Liberal Democrat Leader Ed Davey said:
Water companies are getting away with this national sewage scandal whilst Conservative MPs and Ministers have just sat on their hands.
These disgraced firms are destroying our treasured lakes and rivers with their filthy sewage dumping – hitting human health, harming our precious environment and damaging the local tourism economy all at the same time.
Enough is enough. It’s time to get tough on the water industry and a key part of that change must be new ways to hold these firms to account, putting power in the hands of the local communities suffering from this scandal.

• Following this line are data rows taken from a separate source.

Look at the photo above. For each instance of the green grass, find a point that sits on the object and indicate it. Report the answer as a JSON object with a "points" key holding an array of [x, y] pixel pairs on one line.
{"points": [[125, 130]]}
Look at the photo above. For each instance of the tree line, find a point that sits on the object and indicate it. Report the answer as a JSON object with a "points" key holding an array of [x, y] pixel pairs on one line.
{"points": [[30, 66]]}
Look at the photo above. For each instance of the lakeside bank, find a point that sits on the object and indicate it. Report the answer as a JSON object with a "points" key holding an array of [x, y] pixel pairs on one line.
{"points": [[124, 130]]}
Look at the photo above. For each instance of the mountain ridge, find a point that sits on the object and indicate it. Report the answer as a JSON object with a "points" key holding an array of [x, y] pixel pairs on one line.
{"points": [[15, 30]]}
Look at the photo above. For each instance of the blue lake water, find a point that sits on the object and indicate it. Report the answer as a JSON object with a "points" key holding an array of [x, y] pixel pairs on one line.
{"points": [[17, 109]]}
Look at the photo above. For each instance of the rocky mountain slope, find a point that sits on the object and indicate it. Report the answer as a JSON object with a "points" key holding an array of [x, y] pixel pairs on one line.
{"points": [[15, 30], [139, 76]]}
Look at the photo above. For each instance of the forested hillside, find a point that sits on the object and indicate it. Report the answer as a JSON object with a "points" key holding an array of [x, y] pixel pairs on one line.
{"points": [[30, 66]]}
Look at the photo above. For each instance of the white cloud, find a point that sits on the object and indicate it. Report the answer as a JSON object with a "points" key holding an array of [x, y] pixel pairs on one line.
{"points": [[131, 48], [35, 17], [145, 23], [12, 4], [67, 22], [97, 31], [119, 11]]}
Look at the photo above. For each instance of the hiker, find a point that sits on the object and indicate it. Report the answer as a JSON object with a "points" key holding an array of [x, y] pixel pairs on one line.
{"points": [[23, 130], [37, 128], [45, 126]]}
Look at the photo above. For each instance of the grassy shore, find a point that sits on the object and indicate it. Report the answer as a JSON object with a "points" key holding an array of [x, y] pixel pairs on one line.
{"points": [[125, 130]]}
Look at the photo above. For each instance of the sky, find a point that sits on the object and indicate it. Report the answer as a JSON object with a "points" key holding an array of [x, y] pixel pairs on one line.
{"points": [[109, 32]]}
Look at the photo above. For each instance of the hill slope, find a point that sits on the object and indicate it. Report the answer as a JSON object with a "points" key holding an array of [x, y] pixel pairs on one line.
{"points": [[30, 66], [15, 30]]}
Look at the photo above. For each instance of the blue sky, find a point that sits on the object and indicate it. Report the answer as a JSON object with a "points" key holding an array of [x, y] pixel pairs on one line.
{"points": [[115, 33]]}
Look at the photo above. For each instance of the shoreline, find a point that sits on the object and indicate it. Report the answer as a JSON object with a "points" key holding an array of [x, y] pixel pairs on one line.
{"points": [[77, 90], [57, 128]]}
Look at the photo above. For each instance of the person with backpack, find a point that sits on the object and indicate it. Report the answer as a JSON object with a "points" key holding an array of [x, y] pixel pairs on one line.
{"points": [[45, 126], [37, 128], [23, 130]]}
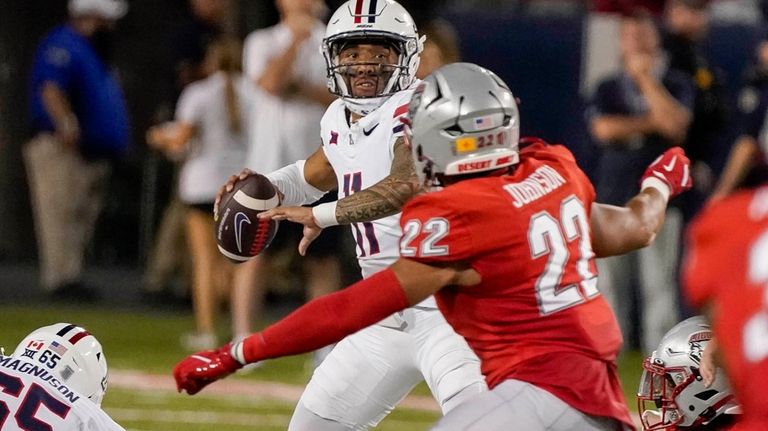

Local environmental experts on company boards could hold water bosses’ feet to the fire and local people would finally have a say in how their water company is run.
Liberal Democrats will have the boldest manifesto plans to end the sewage scandal – from a tough new regulator to a ban on greedy exec bonuses to holding water bosses properly to account.
This election will be about saving our country’s precious environment for the next generation, not least in special places like the Lake District.
Apprenticeships: treatment of apprentices as second-class workers will only continue under the Conservatives
Responding to the Conservative party’s announcement on apprenticeships, Liberal Democrat Education spokesperson, Munira Wilson MP said:
The Conservative Party has broken the apprenticeship system and this announcement does nothing to address the major issues the sector faces.
The shockingly low pay for those on apprenticeships will remain, doing nothing to encourage more people to take apprenticeships up or tackle soaring drop out rates.
This treatment of apprentices as second-class workers will only continue under the Conservatives.
Urgent reform is needed, not more muddled, ill-thought through bluster from a party that has decimated our education sector and our economy.
One Comment
Why not take a more structured approach to the water industry, a bit like the railways. We need more transparency and a system of warnings, fines, more oversight and finally taking them back into public ownership depending on their responses. It must be clear what monopoly suppliers need to do to retain the freedom to manage their business.